How long ago that moment seems now.

Since then, almost nothing has gone right for the president. The messy rollout of his biggest achievement, the Affordable Care Act, has careened from a simple case of website glitches to a nightmare of consumer complaints. Some of the country’s closest allies have expressed outrage at reports that the NSA was tapping the cellphones of their leaders, including German Chancellor Angela Merkel. And last week, the NBC-Wall Street Journal poll reported that Obama’s approval rating had sunk to 42%, an all-time low for him in that survey.


But the president wasn’t alone in losing ground. That same poll found that the Republican Party has also hit an all-time low, with only 22% of voters saying they had a positive opinion of the GOP. Most dramatically, 63% of voters said they wanted to fire their current member of Congress, while only 29% said their representative deserved reelection.

We’ve finally found an issue on which almost all Americans, right and left, agree: We hate having a federal government that creates problems instead of solving them. And the shutdown, the Obamacare rollout and the phone-tapping scandal are all government-created problems.

Members of Congress on both sides insist that they learned their lesson from the shutdown and won’t stage a repeat performance. But the public isn’t so sure. Polling shows that about half of Americans think Congress is likely to do it again, and that fear is dragging consumer confidence down, making the economy more sluggish than it needs to be.

While Republicans get most of the blame for the government shutdown, voters tend to blame the president — any president — when the economy is bad.

In addition, voters generally believe it’s the president’s job to make the federal government run well, and with the healthcare rollout and the NSA issues following so closely on the heels of the shutdown, the government isn’t exactly humming. “When the system isn’t working, no one comes out well,” noted veteran pollster Andrew Kohut of the Pew Research Center.

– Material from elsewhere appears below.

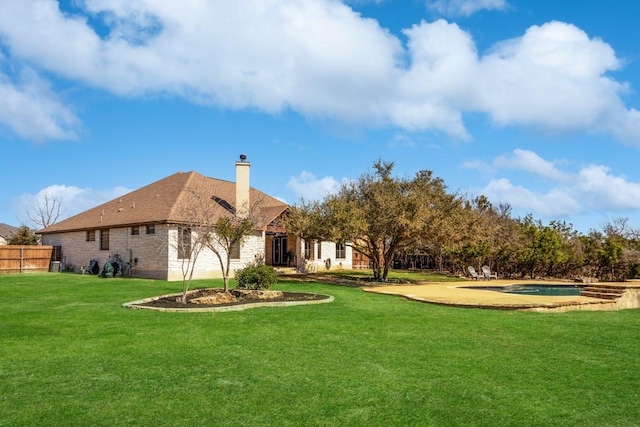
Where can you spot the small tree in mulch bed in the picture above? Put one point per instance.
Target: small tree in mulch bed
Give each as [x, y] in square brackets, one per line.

In Washington, of course, the big question is what effect the public’s sour mood will have on next year’s congressional election, in which Republicans hope to take over the Senate and Democrats hope to take over the House of Representatives.


Democratic pollster Stan Greenberg surveyed 80 “battleground districts” that could change hands and found that Republicans look more vulnerable than before. In some Republican districts, he told me, House Speaker John A. Boehner (R-Ohio) is now even more unpopular than former Speaker Nancy Pelosi (D-San Francisco). But even Greenberg warned that few voters have actually decided to vote for the other party.

And that finding that almost two-thirds of voters want to fire their member of Congress? Don’t count on it. “If you speak to someone at an emotional moment, you often get an emotional response,” Kohut said. “By election day, voters aren’t likely to behave as dramatically as that.”

Even if voters stay mad through the 2014 election, it’s unlikely that will change the balance in the House. To gain the 17 seats they’d need for a majority, Democrats would need to win almost every close race in the country.

As for Obama, he’s hoping that once the Obamacare website is running smoothly — which his staff says will happen by the end of November — he can move on to other issues: immigration reform, infrastructure spending and job creation.

But second terms are often rocky. For every Bill Clinton, who managed to push past the rough spots, there’s a George W. Bush, whose second term lurched from one crisis to another.

So far, Obama’s second term hasn’t given his supporters much cause for optimism. Like Bush, Obama came out of reelection declaring that voters had given him a mandate, only to discover that voters’ patience with a president can wear thin astonishingly fast. Whether he regains public confidence now depends largely on making his healthcare program work — its insurance plans, not just its website. For the president, it comes down to one thing: Obamacare.